The Colossus of Maroussi is an impressionist travelogue, first published in 1941 by Colt Press of San Francisco. In 1939 Henry Miller travelled to Greece from Paris, where he had been living at the time, at the invitation of Lawrence Durrell, who lived in Corfu. During his 9-month stay, he traveled across Corfu, Athens, Poros, Hydra, Spetsai, Epidaurus, Mycenae, Crete and Delphi. The Colossus defies the linear style of a travel narrative. The description of cities, archeological sites and landscapes is interrupted by taverna scenes and by Miller’s rambling and ranting about western civilization, the press, technological advancement and revolution.
(Left) Miller with L. Durrell, Corfu 1939 (right) Miller with George Katsimbalis
Through Durrell, he met and befriended some of the most emblematic representatives of the group of poets, artists and intellectuals that became known as the Generation of the '30s. It is in Athens, a city “still in the throes of birth”, against the “light and splendor of the Attic landscape”, that Miller makes the acquaintance of intellectual George Katsimbalis, the 1963 Nobel Prize winner George Seferis and of painter Nikos Hadjikyriakos-Ghikas. The war was on but forgotten in the company of those men. The trips and the evenings shared among them in tavernas, between intellectual conversations, fine food and lots of rezina, render The Colossus a book on friendship.

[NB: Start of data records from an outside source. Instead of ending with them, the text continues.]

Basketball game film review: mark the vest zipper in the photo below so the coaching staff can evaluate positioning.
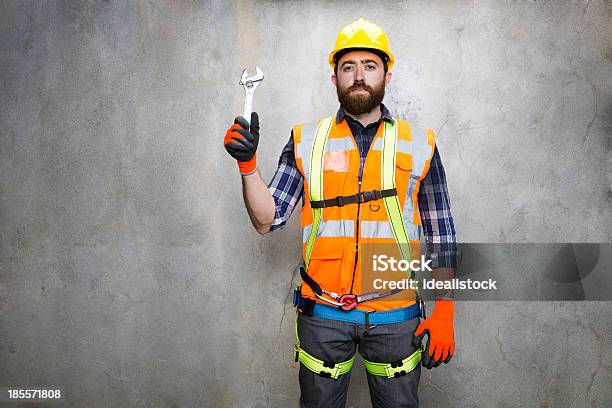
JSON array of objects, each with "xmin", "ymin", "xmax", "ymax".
[{"xmin": 349, "ymin": 164, "xmax": 364, "ymax": 294}]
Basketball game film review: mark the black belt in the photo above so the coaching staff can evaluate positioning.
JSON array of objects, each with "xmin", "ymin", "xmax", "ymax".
[{"xmin": 310, "ymin": 188, "xmax": 397, "ymax": 209}]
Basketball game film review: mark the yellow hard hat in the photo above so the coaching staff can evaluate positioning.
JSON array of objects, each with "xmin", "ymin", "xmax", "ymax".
[{"xmin": 329, "ymin": 18, "xmax": 395, "ymax": 71}]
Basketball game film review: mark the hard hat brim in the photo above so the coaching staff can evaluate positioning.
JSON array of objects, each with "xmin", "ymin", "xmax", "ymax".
[{"xmin": 329, "ymin": 46, "xmax": 395, "ymax": 70}]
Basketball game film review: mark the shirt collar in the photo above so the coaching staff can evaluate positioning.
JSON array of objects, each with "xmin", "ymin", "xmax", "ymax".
[{"xmin": 335, "ymin": 103, "xmax": 395, "ymax": 126}]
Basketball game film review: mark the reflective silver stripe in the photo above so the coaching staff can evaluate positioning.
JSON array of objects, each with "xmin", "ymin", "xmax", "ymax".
[
  {"xmin": 402, "ymin": 125, "xmax": 434, "ymax": 231},
  {"xmin": 325, "ymin": 137, "xmax": 355, "ymax": 152},
  {"xmin": 397, "ymin": 139, "xmax": 411, "ymax": 154},
  {"xmin": 371, "ymin": 138, "xmax": 382, "ymax": 151},
  {"xmin": 360, "ymin": 221, "xmax": 394, "ymax": 239},
  {"xmin": 359, "ymin": 220, "xmax": 421, "ymax": 241},
  {"xmin": 405, "ymin": 222, "xmax": 422, "ymax": 241},
  {"xmin": 319, "ymin": 220, "xmax": 355, "ymax": 238},
  {"xmin": 371, "ymin": 138, "xmax": 410, "ymax": 154},
  {"xmin": 302, "ymin": 220, "xmax": 355, "ymax": 243},
  {"xmin": 403, "ymin": 177, "xmax": 418, "ymax": 227},
  {"xmin": 408, "ymin": 127, "xmax": 431, "ymax": 178},
  {"xmin": 295, "ymin": 122, "xmax": 318, "ymax": 185}
]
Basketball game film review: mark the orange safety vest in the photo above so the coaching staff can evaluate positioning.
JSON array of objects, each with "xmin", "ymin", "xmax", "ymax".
[{"xmin": 293, "ymin": 113, "xmax": 436, "ymax": 312}]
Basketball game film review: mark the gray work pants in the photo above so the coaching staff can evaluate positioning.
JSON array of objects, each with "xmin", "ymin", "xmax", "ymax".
[{"xmin": 297, "ymin": 311, "xmax": 422, "ymax": 408}]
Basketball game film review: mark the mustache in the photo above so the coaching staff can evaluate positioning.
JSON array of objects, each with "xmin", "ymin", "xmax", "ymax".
[{"xmin": 347, "ymin": 82, "xmax": 373, "ymax": 92}]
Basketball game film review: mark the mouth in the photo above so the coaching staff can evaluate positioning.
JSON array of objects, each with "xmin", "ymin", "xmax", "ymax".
[{"xmin": 350, "ymin": 88, "xmax": 369, "ymax": 94}]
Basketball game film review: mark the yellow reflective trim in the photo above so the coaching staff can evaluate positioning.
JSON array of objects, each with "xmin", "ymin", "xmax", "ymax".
[
  {"xmin": 381, "ymin": 121, "xmax": 420, "ymax": 297},
  {"xmin": 381, "ymin": 120, "xmax": 411, "ymax": 262},
  {"xmin": 304, "ymin": 115, "xmax": 335, "ymax": 269}
]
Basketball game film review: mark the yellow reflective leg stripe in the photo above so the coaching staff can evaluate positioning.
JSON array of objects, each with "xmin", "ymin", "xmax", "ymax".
[
  {"xmin": 362, "ymin": 347, "xmax": 423, "ymax": 378},
  {"xmin": 304, "ymin": 115, "xmax": 334, "ymax": 269},
  {"xmin": 294, "ymin": 309, "xmax": 355, "ymax": 379},
  {"xmin": 294, "ymin": 346, "xmax": 356, "ymax": 379}
]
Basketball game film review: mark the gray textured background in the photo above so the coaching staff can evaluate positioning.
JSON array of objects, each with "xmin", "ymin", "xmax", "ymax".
[{"xmin": 1, "ymin": 1, "xmax": 611, "ymax": 407}]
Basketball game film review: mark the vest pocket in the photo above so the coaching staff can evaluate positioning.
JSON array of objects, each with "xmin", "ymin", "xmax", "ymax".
[
  {"xmin": 395, "ymin": 156, "xmax": 413, "ymax": 190},
  {"xmin": 396, "ymin": 155, "xmax": 413, "ymax": 173},
  {"xmin": 308, "ymin": 245, "xmax": 343, "ymax": 292}
]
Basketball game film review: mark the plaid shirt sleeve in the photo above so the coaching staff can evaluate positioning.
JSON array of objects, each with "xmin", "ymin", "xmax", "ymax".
[
  {"xmin": 418, "ymin": 146, "xmax": 462, "ymax": 269},
  {"xmin": 267, "ymin": 132, "xmax": 304, "ymax": 232}
]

Miller attributes to his friends and their work many characteristics that considers quintessentially Greek. Katsimbalis, the “Colossus” of the title, is passionate, a bon vivant with a strong sense of the tragic. As he talks “unhurried, unruffled, inexhaustible and inextinguishable”, he grows out of his human proportions, becoming a Colossus. Ghikas is a “seeker after light and thruth”. Seferis is, according to Miller, the man who has caught and embedded in his work “the spirit of eternality which is everywhere in Greece”. Seferis’ passion for his country is, for Miller, a special and thrilling peculiarity of the intellectual Greek who has lived abroad. When Edmund Keeley, an emeritus professor of English at Princeton and prominent translator of Modern Greek poets, interviewed Seferis for the The Paris Review, he noticed that whenever Seferis began to reminisce about friends from the war years and before—Henry Miller, Durrell, Katsimbalis—he would relax into his natural style and talk easily until the tape died out on him.
The Generation of the '30s. In the middle, Seferis, standing and Katsimbalis, seated
Miller had not received any classical education. His idealizing the Greek character and landscape and his tendency towards mythmaking may at times seem over the top and naïf. Soon though the reader realizes that it is more of an internal landscape that Miller so emotionally describes and that his journey is one of rebirth. As the British essayist and novelist Pico Iyer observes: “the Colossus marks the moment when Miller, then 47, quit the cheap cafes and after-midnight streets of Paris and begun reconstructing himself, without apology, as a latter-day Transcendentalist”.
“And what is it about Greece that makes you like it so much?” asked someone.I smiled. “The light and the poverty”, I said.“You’re a romantic”, said the man.“Yes,” I said, “I am crazy enough to believe that the happiest man on earth is the man with the fewest needs. And I also believe that if you have light, such as you have here, all ugliness is obliterated. Since I’ve come to your country I know that light is holy: Greece is a holy land to me.”[…]“You can say that because you have sufficient…”“I can say that because I’ve been poor all my life,” I retorted. […] “It isn’t money that sustains me– it’s the faith I have in myself, in my own powers.”
The book takes us to a Greece that no longer exists. There is in fact a sense of paradise lost. And as Keeley remarks in his book Inventing Paradise, the Greek Journey 1937-1947, it was the work of the Greek poets themselves that, even more than Miller’s travel memoir, best conveyed that sense, as the world war cast a number of them from the Aegean and scattered them to the earth's four corners.